ADELAIDE — A local sovereign citizen’s long-running campaign against government authority suffered a significant setback this week after his laptop’s caps lock key malfunctioned, leaving him unable to type his legal entity name in full capital letters.

The litigant, who ordinarily insists on being addressed as “MICHAEL DAVID HENDERSON, LIVING MAN, TRAVELLER UPON THE LAND,” appeared visibly unsettled outside the Magistrates Court after filing documents in what witnesses described as “mixed case.”

“Without caps lock, the distinction collapses,” Henderson explained. “The Court will assume I am the ALL CAPS corporate fiction. That is not me. I am a flesh-and-blood man.”

Court registry staff confirmed that his latest affidavit was, for the first time, formatted in standard sentence case, contained ordinary punctuation, and omitted any reference to maritime law.

“It complied with the filing rules,” a registrar said. “We processed it accordingly.”

Sovereign citizen doctrine commonly relies on the theory that capital letters denote a separate “corporate entity,” distinct from the “living man” written in lower case. Without access to caps lock, the conceptual separation becomes difficult to maintain.

A constitutional law academic at a local university described the development as “unlikely to engage any recognised principle of constitutional interpretation.”

“Courts have not historically treated typography as determinative of legal status,” the academic added.

Attempting to compensate, Henderson revised his affidavit to include the phrase “WITHOUT PREJUDICE UCC 1-308” in bold at the top of every page, despite the Uniform Commercial Code not operating in South Australia.

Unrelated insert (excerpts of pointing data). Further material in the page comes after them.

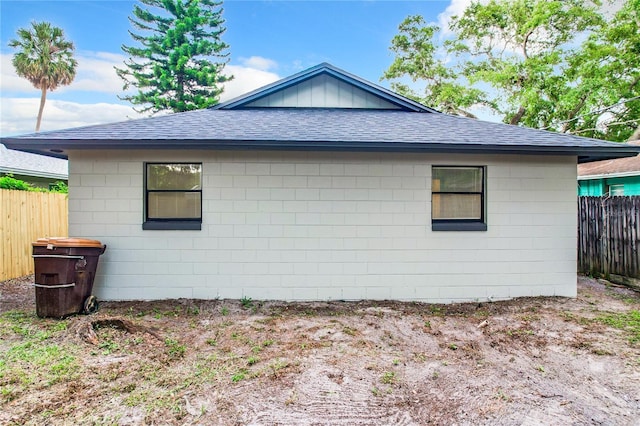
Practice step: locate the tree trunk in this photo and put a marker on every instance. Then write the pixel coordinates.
(516, 118)
(43, 98)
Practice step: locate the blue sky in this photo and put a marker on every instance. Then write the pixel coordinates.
(268, 40)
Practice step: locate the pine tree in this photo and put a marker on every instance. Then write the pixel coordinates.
(171, 67)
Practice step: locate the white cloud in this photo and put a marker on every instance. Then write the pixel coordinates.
(245, 80)
(259, 63)
(455, 8)
(96, 74)
(18, 115)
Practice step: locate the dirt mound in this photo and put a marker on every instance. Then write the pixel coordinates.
(526, 361)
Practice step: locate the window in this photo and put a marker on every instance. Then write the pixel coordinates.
(173, 196)
(457, 199)
(615, 189)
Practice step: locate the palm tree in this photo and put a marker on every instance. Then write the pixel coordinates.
(44, 58)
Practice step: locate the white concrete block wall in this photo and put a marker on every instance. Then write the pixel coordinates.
(329, 226)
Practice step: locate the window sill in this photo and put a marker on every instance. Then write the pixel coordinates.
(172, 225)
(458, 226)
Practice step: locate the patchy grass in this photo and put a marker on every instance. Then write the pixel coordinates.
(629, 322)
(251, 362)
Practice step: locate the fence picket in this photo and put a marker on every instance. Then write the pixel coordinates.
(609, 235)
(24, 217)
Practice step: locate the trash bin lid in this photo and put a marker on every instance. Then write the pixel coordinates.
(67, 242)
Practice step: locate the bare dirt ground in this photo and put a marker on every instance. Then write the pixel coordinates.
(534, 361)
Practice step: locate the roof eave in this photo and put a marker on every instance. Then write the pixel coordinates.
(34, 173)
(60, 148)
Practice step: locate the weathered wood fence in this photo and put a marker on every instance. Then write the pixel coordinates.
(609, 235)
(24, 217)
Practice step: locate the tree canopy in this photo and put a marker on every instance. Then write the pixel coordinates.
(45, 58)
(171, 66)
(552, 64)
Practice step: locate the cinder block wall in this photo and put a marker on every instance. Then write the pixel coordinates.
(328, 226)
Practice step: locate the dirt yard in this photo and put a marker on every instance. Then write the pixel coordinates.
(536, 361)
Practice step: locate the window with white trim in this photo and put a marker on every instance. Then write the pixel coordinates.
(458, 198)
(173, 196)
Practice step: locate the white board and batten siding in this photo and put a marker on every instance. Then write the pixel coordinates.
(322, 91)
(328, 226)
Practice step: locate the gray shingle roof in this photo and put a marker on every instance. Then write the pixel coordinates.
(319, 129)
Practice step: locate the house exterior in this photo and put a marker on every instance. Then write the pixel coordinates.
(38, 170)
(323, 186)
(620, 176)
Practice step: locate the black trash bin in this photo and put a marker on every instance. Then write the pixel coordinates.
(64, 272)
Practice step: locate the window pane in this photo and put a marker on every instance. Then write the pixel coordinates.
(174, 205)
(457, 179)
(456, 206)
(174, 176)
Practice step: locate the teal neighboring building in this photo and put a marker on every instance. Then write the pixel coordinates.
(610, 177)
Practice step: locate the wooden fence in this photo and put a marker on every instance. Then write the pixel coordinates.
(609, 235)
(24, 217)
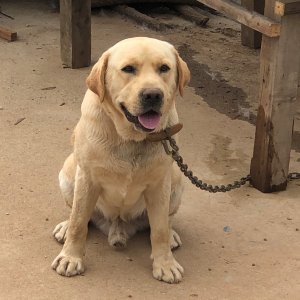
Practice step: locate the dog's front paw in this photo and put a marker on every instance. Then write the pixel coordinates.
(167, 269)
(67, 265)
(60, 231)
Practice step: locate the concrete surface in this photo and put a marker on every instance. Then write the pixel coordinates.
(238, 245)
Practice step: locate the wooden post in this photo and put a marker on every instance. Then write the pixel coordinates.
(252, 38)
(75, 33)
(280, 67)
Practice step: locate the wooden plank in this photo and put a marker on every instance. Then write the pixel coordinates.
(141, 18)
(75, 33)
(191, 14)
(287, 7)
(8, 34)
(280, 68)
(251, 19)
(249, 37)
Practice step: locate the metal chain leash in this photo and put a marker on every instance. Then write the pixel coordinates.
(199, 183)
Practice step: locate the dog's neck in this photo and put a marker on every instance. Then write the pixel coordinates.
(164, 134)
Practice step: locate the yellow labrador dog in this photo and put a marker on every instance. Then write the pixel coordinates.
(116, 177)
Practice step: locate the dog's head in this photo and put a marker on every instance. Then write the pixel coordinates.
(137, 80)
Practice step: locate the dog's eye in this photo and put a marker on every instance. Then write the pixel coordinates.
(164, 68)
(129, 69)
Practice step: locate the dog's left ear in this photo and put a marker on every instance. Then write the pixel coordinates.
(96, 79)
(184, 74)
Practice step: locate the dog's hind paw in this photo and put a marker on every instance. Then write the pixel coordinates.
(167, 270)
(175, 241)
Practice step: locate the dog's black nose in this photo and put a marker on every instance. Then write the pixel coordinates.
(151, 99)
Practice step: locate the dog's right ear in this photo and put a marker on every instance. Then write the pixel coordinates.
(96, 79)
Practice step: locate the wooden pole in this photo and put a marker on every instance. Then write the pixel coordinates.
(280, 68)
(252, 38)
(251, 19)
(75, 33)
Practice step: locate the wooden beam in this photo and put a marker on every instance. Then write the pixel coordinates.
(252, 38)
(287, 7)
(280, 68)
(8, 34)
(75, 33)
(251, 19)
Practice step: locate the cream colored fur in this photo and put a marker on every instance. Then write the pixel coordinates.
(115, 177)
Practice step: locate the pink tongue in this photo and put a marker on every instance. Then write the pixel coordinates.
(149, 120)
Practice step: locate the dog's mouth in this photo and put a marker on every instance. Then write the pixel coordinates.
(147, 121)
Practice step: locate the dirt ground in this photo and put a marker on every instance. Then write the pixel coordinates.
(238, 245)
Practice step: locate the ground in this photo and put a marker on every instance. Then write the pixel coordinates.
(238, 245)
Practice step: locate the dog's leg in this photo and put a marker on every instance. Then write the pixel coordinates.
(165, 267)
(69, 261)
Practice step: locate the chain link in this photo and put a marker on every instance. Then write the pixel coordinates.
(199, 183)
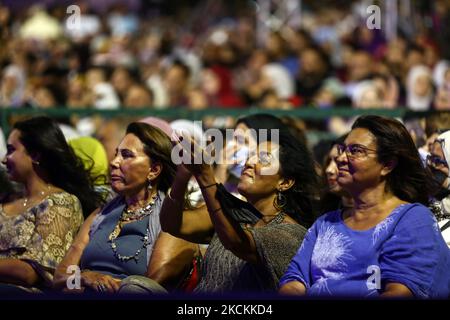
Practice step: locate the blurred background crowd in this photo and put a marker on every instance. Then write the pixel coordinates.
(203, 54)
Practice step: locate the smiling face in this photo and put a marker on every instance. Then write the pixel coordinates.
(258, 178)
(131, 167)
(362, 170)
(19, 163)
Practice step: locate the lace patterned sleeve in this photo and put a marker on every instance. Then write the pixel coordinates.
(57, 221)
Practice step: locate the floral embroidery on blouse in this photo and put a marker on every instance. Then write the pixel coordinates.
(42, 234)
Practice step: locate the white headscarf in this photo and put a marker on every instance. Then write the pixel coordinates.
(414, 101)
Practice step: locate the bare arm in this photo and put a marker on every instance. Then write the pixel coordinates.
(17, 272)
(171, 260)
(293, 288)
(229, 231)
(396, 290)
(74, 253)
(191, 225)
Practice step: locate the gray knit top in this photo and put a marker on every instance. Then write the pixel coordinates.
(276, 244)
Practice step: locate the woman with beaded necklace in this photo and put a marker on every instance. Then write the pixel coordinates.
(124, 238)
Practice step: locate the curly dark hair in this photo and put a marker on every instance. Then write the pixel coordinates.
(158, 148)
(296, 162)
(43, 139)
(410, 181)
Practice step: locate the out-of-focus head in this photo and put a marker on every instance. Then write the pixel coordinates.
(31, 145)
(94, 157)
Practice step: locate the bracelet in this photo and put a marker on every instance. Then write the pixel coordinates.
(208, 186)
(216, 210)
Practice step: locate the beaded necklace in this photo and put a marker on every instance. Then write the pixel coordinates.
(127, 216)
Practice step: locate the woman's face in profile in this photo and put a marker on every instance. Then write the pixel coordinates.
(19, 164)
(130, 167)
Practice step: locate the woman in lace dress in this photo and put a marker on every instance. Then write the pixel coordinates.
(37, 227)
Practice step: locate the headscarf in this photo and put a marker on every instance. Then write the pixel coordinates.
(159, 123)
(93, 155)
(414, 101)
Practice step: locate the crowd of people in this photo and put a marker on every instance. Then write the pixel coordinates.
(364, 215)
(373, 221)
(121, 56)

When asked whether he understood the proceedings, Henderson replied that he did not “stand under” anyone. He further clarified that he does not consent to the authority of the Court, the legitimacy of Parliament, or daylight saving time.

In a final effort to preserve jurisdictional purity, Henderson held down the shift key for the entirety of a 14-page submission, manually producing each capital letter. Observers described the process as “determined.”

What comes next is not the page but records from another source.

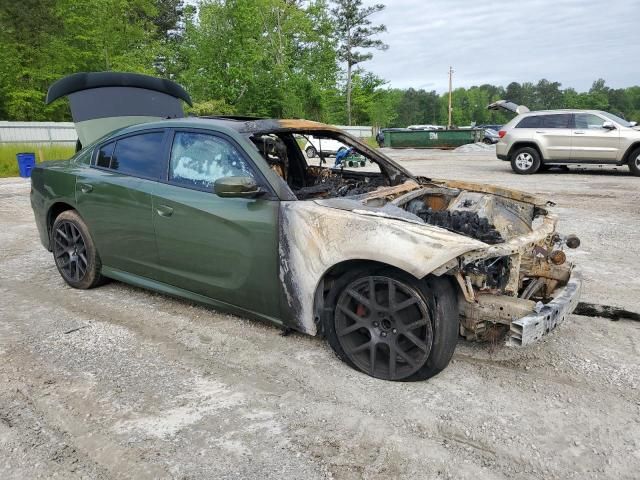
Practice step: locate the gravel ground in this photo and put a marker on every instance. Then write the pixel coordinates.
(118, 382)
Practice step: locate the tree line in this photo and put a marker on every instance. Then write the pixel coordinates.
(279, 58)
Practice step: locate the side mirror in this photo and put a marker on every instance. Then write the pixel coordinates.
(237, 187)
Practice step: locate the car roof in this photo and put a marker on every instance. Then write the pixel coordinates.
(559, 111)
(238, 124)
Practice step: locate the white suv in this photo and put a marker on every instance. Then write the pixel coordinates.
(537, 140)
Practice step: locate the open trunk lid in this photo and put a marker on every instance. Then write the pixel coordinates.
(105, 101)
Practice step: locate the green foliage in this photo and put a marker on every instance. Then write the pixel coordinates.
(8, 151)
(275, 58)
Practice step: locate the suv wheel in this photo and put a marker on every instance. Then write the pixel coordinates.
(634, 162)
(525, 161)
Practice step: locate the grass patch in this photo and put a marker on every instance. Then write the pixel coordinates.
(8, 151)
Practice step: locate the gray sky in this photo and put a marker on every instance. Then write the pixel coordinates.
(570, 41)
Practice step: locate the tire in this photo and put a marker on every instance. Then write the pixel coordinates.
(525, 161)
(634, 162)
(311, 152)
(74, 252)
(432, 312)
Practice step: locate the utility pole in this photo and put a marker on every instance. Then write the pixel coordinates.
(450, 84)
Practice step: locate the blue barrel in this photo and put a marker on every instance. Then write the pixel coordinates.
(26, 162)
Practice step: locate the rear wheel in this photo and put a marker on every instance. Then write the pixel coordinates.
(634, 162)
(525, 161)
(74, 252)
(391, 326)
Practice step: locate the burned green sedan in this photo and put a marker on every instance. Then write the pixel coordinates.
(229, 212)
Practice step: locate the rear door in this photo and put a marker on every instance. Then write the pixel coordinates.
(114, 197)
(591, 142)
(554, 135)
(223, 248)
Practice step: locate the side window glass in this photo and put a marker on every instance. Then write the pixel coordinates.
(557, 121)
(199, 159)
(586, 121)
(104, 155)
(139, 155)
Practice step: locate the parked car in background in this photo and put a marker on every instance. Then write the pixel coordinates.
(315, 146)
(490, 136)
(538, 140)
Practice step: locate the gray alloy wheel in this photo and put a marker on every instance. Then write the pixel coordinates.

Midway through page six, however, finger fatigue resulted in a single lowercase “e” in the word “COMMONWEALTH.” Henderson paused, stared at the page, and quietly stated, “That’s submission.”

He attempted to cure the defect by striking through the letter and rewriting it in capitals, later expressing concern that the brief appearance of lowercase may have constituted implied submission to the Court’s jurisdiction.

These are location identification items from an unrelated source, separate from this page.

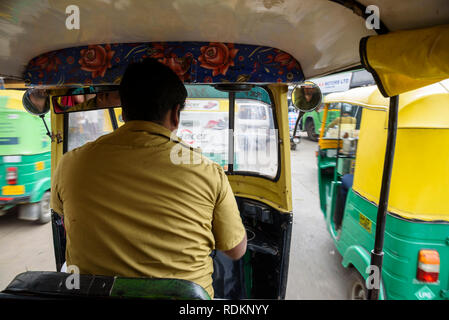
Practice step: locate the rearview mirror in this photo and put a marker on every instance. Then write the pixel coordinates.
(36, 101)
(306, 96)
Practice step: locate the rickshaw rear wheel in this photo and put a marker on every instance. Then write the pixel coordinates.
(310, 128)
(358, 290)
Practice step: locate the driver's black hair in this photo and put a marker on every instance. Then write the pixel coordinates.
(149, 89)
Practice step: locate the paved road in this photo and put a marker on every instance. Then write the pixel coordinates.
(315, 270)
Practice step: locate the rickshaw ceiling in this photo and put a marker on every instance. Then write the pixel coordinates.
(322, 35)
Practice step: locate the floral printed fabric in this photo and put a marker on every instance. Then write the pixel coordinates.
(193, 62)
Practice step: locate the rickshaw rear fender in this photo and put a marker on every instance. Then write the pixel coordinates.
(39, 189)
(360, 259)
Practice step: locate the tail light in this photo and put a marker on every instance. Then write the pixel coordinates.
(11, 175)
(428, 266)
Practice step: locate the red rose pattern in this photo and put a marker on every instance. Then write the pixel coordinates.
(217, 57)
(96, 59)
(180, 66)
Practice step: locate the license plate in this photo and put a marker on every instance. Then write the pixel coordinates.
(13, 190)
(365, 222)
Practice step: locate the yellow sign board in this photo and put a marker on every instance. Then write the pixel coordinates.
(13, 190)
(365, 222)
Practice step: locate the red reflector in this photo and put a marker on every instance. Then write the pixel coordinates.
(11, 175)
(427, 276)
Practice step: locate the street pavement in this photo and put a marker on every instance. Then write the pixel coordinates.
(315, 270)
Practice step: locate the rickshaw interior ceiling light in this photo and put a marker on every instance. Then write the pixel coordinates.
(428, 266)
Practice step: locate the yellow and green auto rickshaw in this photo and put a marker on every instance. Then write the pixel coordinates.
(24, 160)
(264, 46)
(350, 159)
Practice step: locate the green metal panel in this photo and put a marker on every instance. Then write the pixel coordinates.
(403, 240)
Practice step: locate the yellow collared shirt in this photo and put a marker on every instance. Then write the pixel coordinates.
(131, 208)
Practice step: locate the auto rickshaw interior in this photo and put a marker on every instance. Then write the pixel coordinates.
(324, 36)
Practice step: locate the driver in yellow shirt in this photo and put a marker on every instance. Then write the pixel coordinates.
(129, 209)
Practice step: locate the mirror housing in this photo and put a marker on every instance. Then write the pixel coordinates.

Proceedings briefly adjourned after Henderson inspected the courtroom flag for gold fringe, maintaining that its presence would convert the matter into admiralty jurisdiction, despite the dispute concerning unpaid council rates.

“There is no maritime element,” the magistrate observed.

Henderson has since lodged what he describes as a “commercial lien” against the presiding magistrate in the amount of $4.2 million, payable in bullion or sovereign notes. Court officials confirmed the document has been placed in what they described as “the appropriate administrative location.”

He has now vowed to handwrite his appeal entirely in block capitals “to avoid merger,” though early drafts reportedly resemble a ransom note.

At press time, the Court confirmed it would continue exercising jurisdiction irrespective of typographical formatting.

 

 

This article is to reality what a tax deduction is to simplicity: imaginary. It’s parody.